Leaders of the House Energy and Commerce Committee on Wednesday unveiled a long-awaited draft of legislation that would speed up the approval of new drugs and treatments.
The bipartisan, multi-billion dollar initiative, known as 21st Century Cures, includes major overhauls of the Food and Drug Administration (FDA) as well as the National Institutes of Health (NIH).
It would also add $10 billion to the NIH’s budget over five years. Funding for had agency had been a major sticking point in the talks.
The latest version of the bill is the result of more than a year of negotiations between Commerce Committee Chairman Fred Upton (R-Mich.) and Rep. Diana DeGette (D-Col.), as well as dozens of companies and government officials. It is about half the size of the previous version in January, which was more than 400 pages but was not endorsed by any Democrats.
Health research and patient groups on Wednesday touted the potential funding increase for the NIH, which comes after two years of battling over sequestration cuts.
The question of what to do about NIH funding had been divisive, and was one of several issues holding up the release of the text.
The proposed funding level would exceed President Obama’s budget request this year by more than $1 billion. The committee is still deciding how the funding increases will be offset, if at all, according to an aide. Any new discretionary dollars would need to be offset under existing budget rules.
The annual NIH budget would increase to $31.8 billion next fiscal year and reach $34.8 billion within two years. The legislation would also create a $2 billion per year “innovation fund” for the NIH through 2020.
The three-year budget plan for the NIH would mark a major shift from previous years, when lawmakers approved the agency’s funding one year at a time. Stabilizing the level of funding is an important step, said former FDA commissioner Andy von Eschenbach.
“That may seem trivial, but that’s really a very profound improvement in the way in which we can manage our investments in biomedical research,” von Eschenbach said Wednesday.
As a former NIH official under the Clinton administration, von Eschenbach said he remembers when Congress doubled the NIH budget but failed to make any other reforms to the agency.

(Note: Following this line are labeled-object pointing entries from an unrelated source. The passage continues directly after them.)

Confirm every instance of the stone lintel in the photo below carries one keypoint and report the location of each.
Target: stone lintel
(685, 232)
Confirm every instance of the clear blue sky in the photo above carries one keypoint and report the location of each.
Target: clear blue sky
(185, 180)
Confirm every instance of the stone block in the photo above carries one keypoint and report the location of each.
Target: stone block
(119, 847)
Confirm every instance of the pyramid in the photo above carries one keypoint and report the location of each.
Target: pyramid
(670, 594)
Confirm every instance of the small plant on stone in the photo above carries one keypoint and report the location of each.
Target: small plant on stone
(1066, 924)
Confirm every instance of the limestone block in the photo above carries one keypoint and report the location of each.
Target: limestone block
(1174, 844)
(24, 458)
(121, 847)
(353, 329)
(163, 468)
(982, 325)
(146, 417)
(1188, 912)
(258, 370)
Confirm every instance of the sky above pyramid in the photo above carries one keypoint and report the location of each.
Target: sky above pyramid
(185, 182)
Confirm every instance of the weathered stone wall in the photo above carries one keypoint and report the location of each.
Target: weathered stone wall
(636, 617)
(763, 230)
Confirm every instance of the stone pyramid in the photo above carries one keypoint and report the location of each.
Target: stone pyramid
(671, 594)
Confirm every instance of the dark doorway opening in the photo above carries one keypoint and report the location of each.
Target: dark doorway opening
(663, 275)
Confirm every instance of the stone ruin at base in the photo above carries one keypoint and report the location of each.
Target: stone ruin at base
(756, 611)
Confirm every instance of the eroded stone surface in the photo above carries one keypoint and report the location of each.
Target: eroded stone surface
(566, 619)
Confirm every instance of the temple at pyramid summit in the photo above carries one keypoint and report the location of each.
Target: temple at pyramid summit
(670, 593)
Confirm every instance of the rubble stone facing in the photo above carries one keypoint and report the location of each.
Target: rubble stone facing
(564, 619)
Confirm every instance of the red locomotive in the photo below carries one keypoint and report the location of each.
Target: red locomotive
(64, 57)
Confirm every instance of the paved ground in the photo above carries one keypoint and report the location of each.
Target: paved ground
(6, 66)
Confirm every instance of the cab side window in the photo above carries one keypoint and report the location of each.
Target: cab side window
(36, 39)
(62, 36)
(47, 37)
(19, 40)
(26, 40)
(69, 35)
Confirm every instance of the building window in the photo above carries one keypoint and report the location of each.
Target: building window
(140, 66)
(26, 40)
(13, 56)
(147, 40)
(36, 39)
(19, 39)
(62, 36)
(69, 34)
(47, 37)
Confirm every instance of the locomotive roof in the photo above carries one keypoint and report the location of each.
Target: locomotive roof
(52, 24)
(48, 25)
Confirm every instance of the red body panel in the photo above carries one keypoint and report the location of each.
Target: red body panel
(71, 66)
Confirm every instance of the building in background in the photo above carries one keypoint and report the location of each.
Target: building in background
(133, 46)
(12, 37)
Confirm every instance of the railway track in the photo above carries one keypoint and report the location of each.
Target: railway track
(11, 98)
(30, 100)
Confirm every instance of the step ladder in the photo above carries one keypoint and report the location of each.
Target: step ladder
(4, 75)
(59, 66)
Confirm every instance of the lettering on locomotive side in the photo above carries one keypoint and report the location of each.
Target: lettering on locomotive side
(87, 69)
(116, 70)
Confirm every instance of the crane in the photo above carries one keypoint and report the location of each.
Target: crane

“We realized, ‘Well we actually haven’t completed solved the problem,’” he said. “What this bill is saying, ‘Let’s be strategic about more resources but lets also be strategic about how we’re spending them.’ ”
The committee’s text leaves out two of the more complicated areas: telemedicine and interoperability. The draft legislative language in both areas will be released “shortly,” the committee’s document reads.
Members reached a deal late Tuesday afternoon, a committee aide said Wednesday. The latest version of legislative text was slated to be released as early as last Wednesday, but the negotiations had been held up, in part, by disputes over NIH funding and incentives for drug companies.
“I will say, there are naysayers on both sides. Democrats come to me and they say, don’t let them take advantage of you,” DeGette said earlier this week in a joint interview with Upton. “We still have some issues we need to resolve, but we’re optimistic that we’ll be able to do that.”
The full committee will meet Thursday to discuss the draft with officials from both the FDA and the NIH.
The House committee has been developing its medical innovations bill at the same time as another Senate committee — but separately.
Shortly after the House draft was released on Wednesday, the Senate’s health committee said it is forming a bipartisan working group to improve electronic health records – one of the areas left out of the House bill.
Marc Boutin, CEO of the National Health Council, said he hopes the Senate and House can eventually “reach common ground” to send legislation to the president.
“I think the Senate approach will be to start smaller and expand. The House approach has been, ‘Let’s be very, very broad, and then narrow,’ ” he said.
— This story was last updated at 5:04 p.m.